また、突き押しだけで横綱になるのは難しいことを指摘してみた。

「オレがその常識をくつがえして、突き押し横綱第1号になるよ。でも、今はいいけど、27、28歳になると、スタミナ維持のため四つ相撲を取らなければならないかも知れないけどね。まあ、突き押しにこだわるのはオレのポリシーだから。横浜ベイスターズの三浦投手(当時、現在は横浜DeNAベイスターズ監督)がリーゼントをやめたら、オレも四つ相撲になるかも(笑)。ポリシー対決だね(笑)」

 そして好きな食べ物は「オレはあんまり肉が好きじゃない。魚介類が好きだね。今どきの若者はあまり魚介類を食べない? 最近の若いヤツは子供だからね(笑)。それにいい魚介類を食ってないんじゃないの」。

 この時の千代大海はまだ弱冠22歳だった。

悲願「突き押し主体の横綱」にはなれず

 千代大海はその後2回の優勝を果たしたものの、結局、悲願だった突き押し主体の横綱にはなれなかった。四つ相撲に比べて、どうしても安定感に欠けるところがあるからだ。

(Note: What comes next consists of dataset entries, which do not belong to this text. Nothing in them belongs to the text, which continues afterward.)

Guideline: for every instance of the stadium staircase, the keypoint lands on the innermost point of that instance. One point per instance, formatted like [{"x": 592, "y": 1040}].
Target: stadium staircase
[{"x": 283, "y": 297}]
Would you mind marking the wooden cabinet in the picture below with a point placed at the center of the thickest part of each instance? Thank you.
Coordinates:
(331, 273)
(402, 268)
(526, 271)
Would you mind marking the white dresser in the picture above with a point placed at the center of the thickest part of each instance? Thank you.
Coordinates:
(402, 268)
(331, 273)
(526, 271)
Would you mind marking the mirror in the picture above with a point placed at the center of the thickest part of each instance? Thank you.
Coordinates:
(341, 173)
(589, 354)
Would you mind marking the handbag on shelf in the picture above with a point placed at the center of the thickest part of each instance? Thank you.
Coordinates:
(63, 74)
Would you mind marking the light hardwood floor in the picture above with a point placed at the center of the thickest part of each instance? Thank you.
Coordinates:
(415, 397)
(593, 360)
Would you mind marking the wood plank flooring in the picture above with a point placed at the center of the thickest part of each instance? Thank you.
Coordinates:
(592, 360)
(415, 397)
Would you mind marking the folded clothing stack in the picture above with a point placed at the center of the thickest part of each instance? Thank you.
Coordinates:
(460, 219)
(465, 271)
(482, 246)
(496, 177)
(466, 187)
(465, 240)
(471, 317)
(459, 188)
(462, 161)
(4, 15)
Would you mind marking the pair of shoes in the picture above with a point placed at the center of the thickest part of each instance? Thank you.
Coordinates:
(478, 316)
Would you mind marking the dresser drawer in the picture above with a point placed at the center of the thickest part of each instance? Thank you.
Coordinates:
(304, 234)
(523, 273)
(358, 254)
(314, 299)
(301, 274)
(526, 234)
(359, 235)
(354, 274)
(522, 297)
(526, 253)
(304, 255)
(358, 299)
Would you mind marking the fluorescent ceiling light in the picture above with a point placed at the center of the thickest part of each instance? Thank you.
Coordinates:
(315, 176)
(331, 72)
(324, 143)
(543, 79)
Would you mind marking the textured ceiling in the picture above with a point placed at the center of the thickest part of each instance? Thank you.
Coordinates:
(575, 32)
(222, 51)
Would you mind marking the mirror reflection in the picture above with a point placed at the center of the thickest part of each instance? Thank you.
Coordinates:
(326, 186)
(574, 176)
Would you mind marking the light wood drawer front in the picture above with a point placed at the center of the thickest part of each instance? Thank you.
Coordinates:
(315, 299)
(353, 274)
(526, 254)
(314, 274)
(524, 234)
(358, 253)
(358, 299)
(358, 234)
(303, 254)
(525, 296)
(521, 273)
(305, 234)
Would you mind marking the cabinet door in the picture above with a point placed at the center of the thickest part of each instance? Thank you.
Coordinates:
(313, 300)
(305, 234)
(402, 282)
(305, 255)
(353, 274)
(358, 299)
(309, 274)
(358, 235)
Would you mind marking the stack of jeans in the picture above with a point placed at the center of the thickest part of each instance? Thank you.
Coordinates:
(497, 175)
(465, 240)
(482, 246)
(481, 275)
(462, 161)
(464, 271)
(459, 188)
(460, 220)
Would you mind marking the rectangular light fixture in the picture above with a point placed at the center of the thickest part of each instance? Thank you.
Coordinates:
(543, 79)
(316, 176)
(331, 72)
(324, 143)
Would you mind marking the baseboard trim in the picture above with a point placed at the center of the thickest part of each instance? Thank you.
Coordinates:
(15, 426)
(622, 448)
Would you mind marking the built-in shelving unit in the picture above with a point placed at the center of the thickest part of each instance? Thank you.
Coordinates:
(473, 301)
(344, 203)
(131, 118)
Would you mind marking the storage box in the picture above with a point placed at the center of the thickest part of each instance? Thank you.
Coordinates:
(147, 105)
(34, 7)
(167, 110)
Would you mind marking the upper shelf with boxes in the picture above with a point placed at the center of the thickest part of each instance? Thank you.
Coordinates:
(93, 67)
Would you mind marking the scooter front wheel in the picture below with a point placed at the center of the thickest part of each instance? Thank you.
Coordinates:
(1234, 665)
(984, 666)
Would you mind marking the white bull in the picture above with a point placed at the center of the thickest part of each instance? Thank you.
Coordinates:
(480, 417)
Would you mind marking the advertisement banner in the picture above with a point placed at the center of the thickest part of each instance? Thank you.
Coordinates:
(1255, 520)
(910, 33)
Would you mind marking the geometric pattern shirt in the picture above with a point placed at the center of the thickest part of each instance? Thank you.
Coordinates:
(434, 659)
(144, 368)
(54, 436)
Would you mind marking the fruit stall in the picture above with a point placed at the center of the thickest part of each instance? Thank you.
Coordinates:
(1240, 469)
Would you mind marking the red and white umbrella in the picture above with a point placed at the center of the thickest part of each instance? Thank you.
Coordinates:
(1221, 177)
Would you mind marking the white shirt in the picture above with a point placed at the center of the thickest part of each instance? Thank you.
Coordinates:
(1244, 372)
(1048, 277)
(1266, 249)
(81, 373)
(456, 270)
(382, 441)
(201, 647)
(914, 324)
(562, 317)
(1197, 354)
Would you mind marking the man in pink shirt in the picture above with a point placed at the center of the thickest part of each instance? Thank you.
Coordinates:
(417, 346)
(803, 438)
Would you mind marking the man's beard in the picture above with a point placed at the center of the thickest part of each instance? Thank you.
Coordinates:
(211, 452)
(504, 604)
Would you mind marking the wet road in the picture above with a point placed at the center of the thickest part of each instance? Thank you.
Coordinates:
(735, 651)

 立ち合い踏み込みがいいとあっという間に相手力士を土俵外へ運ぶ馬力には定評があった。平成12年初場所12日目には、右前まわし左差しで闘牙を一蹴。負けた闘牙が、「イテー、大関にかまされた時、大関の頭が胸の下に当たって息ができなかった。風呂場でくしゃみをしたら、死ぬかと思ったよ。逆に背中からグッと押したら直るかなあ(笑)」というほど威力があった。

 現在の貴景勝もそうだが、常に立ち合いで思い切ってぶちかましていると、どうしても首を痛めやすい。

 相手の体勢があまりに低い時には、立ち合いで変化することもあった。平成12年秋場所10日目には、千代大海は立ち合い右へ変わっって雅山をはたき込んだ。わずか0秒5の決着。大関同士の対戦とあって館内には不満そうな表情を浮かべるお客さんもいた。

 千代大海は、翌11日目の栃乃花戦では、頭で当たってから徹底した突きで押し倒した。

「今日はブーイングがないような相撲を取ったよ。仕切っている途中、中年のお客さんが『変わるなよ』って言っていたんだ(笑)。それで真っ向勝負で勝ったら『それが相撲道だ』なんて言っていたよ(笑)」

 相撲の質(たち)からやや興奮気味に取っているように見えるが、冷静な面もある力士だった。